Hässleholm, Sweden, May 15, 2025 – Eolus Vind AB’s Annual General Meeting 2025 (“AGM”) was held today, Thursday, May 15.

The AGM adopted the presented income statements and balance sheets as well as the presented remuneration report and granted discharge of liability to Board members and the CEO. In addition, the following principal resolutions were passed.

In accordance with the Board of Directors’ proposal, the AGM resolved to declare a dividend of SEK 2.25 per share for the financial year 2024, divided in two instalments of SEK 0.75 per share and SEK 1.50 per share, with the record date for the first instalment on May 19, 2025, and the record date for the second instalment on November 24, 2025.

Marie Grönborg, Hans Johansson, Jan Johansson, Hans Linnarson and Bodil Rosvall Jönsson were re-elected as members of the Board of Directors. Marie Grönborg was elected as Chairman of the Board and Hans Linnarson was elected as Vice Chairman of the Board. The accounting firm Öhrlings PricewaterhouseCoopers AB was elected as the Company’s auditor, with authorized public accountant Vicky Johansson as auditor in charge.

It was decided that fees to the Board of Directors shall amount to SEK 500,000 to the Chairman of the Board, SEK 350 000 to the Vice Chairman of the Board and SEK 250,000 each to other Board members who are not employed by the Company, SEK 80,000 to the Chairman of the Audit Committee and SEK 40,000 to other members who are not employed by the Company, and SEK 15,000 to members of the Remuneration Committee who are not employed by the Company. It was decided that auditor fees shall be paid in accordance with approved invoice.

The AGM resolved, in accordance with the Board’s proposal, to amend the Articles of Association in order to amend the company’s name from Eolus Vind Aktiebolag (publ) to Eolus Aktiebolag (publ).

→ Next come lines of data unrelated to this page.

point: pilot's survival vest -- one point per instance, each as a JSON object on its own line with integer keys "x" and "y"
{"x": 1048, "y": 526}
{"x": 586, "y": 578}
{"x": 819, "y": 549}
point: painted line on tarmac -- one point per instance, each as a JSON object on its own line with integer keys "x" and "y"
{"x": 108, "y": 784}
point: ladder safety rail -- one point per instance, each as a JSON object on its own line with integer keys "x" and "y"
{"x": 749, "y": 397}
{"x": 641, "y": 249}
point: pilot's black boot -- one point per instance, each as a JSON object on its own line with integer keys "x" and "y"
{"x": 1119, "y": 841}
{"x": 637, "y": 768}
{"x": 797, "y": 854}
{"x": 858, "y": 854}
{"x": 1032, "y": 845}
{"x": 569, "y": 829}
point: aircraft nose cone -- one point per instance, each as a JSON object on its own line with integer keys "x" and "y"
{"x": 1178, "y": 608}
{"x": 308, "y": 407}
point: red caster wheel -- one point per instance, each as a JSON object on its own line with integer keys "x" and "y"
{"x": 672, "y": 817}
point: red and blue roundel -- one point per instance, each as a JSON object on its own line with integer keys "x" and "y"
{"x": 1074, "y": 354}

The AGM resolved, in accordance with the Board’s proposal, on authorization for the Board of Directors to, on one or more occasions before the next Annual General Meeting, resolve on repurchase and transfer of the company’s own series B shares. Repurchase of own shares of series B may take place on Nasdaq Stockholm and be made to such extent that the company’s holding of own shares at any given time amounts to a maximum of 10 per cent of all shares in the company, and at a price per share within the registered share price interval at any given time. Transfers under the authorization may be made of all series B shares held by the company, except for those repurchased to secure the company’s commitments under the company’s share savings program. Transfers on Nasdaq Stockholm may be made at a price per share within the registered share price interval at any given time.

The AGM also resolved on the implementation of a long-term share savings program as well as delivery arrangements in respect thereof by way of (i) authorization for the Board of Directors to resolve on repurchase of a maximum of 280,000 own series B shares and (ii) transfer of a maximum of 220,000 own series B shares free of charge to the participants.

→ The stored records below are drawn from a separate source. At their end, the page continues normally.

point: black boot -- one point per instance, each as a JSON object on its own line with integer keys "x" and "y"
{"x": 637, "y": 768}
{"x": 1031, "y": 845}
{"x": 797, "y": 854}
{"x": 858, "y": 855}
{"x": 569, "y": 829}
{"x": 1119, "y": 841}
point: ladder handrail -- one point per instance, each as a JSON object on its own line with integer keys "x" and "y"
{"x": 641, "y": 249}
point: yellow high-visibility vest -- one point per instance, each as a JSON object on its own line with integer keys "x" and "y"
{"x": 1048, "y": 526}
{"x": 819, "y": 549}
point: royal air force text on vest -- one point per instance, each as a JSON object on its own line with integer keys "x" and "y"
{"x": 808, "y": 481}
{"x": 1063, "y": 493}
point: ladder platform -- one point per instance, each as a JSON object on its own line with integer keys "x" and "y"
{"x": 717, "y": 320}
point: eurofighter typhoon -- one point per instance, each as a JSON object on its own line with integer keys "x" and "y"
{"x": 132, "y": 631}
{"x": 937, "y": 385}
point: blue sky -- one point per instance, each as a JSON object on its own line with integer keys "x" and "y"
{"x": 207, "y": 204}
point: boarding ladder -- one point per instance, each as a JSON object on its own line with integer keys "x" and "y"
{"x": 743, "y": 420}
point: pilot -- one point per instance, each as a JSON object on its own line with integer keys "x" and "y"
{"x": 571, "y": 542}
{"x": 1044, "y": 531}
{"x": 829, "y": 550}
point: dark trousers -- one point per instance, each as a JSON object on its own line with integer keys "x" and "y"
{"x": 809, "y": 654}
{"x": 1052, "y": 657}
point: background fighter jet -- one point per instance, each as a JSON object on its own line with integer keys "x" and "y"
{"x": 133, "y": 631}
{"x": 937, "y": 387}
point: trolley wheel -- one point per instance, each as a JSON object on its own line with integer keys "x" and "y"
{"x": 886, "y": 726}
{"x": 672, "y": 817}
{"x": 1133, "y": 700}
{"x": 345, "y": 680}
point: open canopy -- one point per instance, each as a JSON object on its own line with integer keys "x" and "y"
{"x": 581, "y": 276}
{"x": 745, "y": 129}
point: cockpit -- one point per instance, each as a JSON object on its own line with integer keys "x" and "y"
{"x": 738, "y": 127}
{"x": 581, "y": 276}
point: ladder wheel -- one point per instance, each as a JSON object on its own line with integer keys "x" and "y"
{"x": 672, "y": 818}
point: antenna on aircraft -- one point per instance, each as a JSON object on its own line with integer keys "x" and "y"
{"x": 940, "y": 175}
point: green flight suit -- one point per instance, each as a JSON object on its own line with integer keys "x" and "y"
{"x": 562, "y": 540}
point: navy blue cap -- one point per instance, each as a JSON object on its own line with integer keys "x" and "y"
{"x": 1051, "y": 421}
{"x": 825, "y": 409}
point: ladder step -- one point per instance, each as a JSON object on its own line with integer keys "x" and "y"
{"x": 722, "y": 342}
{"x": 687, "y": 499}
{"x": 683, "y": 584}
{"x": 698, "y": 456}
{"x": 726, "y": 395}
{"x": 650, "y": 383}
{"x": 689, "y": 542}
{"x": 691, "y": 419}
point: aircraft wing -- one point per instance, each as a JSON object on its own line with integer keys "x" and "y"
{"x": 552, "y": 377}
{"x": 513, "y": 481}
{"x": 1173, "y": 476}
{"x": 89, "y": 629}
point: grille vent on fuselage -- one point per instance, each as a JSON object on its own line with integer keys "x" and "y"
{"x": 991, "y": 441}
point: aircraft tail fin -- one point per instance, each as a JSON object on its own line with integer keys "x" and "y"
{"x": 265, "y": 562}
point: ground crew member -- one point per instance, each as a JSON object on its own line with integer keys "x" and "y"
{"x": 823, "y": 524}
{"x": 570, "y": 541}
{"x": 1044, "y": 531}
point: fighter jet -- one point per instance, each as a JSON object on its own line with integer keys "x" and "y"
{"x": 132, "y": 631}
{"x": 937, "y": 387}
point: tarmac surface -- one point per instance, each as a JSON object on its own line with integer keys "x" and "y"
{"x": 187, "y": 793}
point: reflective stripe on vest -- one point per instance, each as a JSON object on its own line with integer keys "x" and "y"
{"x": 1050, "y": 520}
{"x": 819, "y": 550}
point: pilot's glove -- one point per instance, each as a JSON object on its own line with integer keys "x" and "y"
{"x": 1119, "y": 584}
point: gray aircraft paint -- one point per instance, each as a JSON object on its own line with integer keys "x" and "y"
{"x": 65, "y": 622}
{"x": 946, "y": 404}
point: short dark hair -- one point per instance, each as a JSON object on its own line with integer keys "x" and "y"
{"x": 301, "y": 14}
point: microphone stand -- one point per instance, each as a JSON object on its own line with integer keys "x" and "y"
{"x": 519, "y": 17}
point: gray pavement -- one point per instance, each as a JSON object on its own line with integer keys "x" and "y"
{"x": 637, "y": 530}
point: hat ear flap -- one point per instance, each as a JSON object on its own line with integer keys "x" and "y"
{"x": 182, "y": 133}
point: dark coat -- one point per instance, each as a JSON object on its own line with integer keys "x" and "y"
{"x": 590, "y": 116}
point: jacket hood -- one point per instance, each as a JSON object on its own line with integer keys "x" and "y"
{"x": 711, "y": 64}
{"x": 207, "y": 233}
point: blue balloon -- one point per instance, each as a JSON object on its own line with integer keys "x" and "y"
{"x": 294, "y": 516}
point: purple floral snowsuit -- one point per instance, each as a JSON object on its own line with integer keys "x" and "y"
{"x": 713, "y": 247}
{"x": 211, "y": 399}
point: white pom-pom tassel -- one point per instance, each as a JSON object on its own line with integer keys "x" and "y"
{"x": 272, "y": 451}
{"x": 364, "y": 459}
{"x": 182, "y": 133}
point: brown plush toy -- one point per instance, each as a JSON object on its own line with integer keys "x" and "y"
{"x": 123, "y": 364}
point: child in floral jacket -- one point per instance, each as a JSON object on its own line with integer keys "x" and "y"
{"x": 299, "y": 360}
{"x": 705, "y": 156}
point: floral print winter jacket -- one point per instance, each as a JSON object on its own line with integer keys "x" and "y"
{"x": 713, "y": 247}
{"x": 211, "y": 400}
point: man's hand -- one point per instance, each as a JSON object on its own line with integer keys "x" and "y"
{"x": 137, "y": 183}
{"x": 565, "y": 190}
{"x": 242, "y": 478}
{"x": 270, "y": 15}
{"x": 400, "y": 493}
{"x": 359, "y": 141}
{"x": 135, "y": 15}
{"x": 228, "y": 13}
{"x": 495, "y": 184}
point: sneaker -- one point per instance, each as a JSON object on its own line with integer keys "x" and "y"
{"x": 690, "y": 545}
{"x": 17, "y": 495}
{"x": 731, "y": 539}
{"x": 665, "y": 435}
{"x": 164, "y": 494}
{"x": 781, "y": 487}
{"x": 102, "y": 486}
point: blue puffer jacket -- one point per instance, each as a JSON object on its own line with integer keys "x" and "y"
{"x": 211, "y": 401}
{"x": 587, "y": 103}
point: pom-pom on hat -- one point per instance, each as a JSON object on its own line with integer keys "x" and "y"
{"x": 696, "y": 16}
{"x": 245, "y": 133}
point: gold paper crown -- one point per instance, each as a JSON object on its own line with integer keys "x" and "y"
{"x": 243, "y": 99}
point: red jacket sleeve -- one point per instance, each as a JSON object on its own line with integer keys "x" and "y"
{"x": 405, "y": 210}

The share savings program comprise all permanent employees in the Eolus Group and participation in the program requires that the participant, for own funds, acquires Series B shares in Eolus on Nasdaq Stockholm no later than June 30, 2025. Each savings share entitles the participant, subject to certain restrictions, to receive a maximum of 1 Series B share in Eolus (“performance shares”) free of charge at the end of the three-year vesting period if the share price of the company’s share on Nasdaq Stockholm at the end of the vesting period has increased by 30 per cent. The right to receive performance shares is conditional upon the participant maintaining his/her employment over the entire vesting period.